Monday, January 02, 2006

The Hidden State Steps Forward is by Jonathan Schell.

Bush's abuses of presidential power are the most extensive in American history. He has launched an aggressive war ("war of choice," in today's euphemism) on false grounds. He has presided over a system of torture and sought to legitimize it by specious definitions of the word. He has asserted a wholesale right to lock up American citizens and others indefinitely without any legal showing or the right to see a lawyer or anyone else. He has kidnapped people in foreign countries and sent them to other countries, where they were tortured. In rationalizing these and other acts, his officials have laid claim to the unlimited, uncheckable and unreviewable powers he has asserted in the wiretapping case. He has tried to drop a thick shroud of secrecy over these and other actions.

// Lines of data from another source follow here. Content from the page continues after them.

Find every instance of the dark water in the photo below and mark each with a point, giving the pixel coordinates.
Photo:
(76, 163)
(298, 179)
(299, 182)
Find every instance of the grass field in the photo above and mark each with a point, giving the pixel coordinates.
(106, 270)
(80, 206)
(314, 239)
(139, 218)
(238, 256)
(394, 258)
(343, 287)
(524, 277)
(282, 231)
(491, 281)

There is a name for a system of government that wages aggressive war, deceives its citizens, violates their rights, abuses power and breaks the law, rejects judicial and legislative checks on itself, claims power without limit, tortures prisoners and acts in secret. It is dictatorship.
The Administration of George W. Bush is not a dictatorship, but it does manifest the characteristics of one in embryonic form.
Reminds me of W's comments how everything would be easy if this were a dictatorship and he was the dictator (paraphrased). So what should we do? What should Congress do? What about W?
Either the President must uphold the laws of the United States, which are Congress's laws, or he must leave office.
And if he doesn't leave, Impeach to save the Constitution and the Bill of Rights.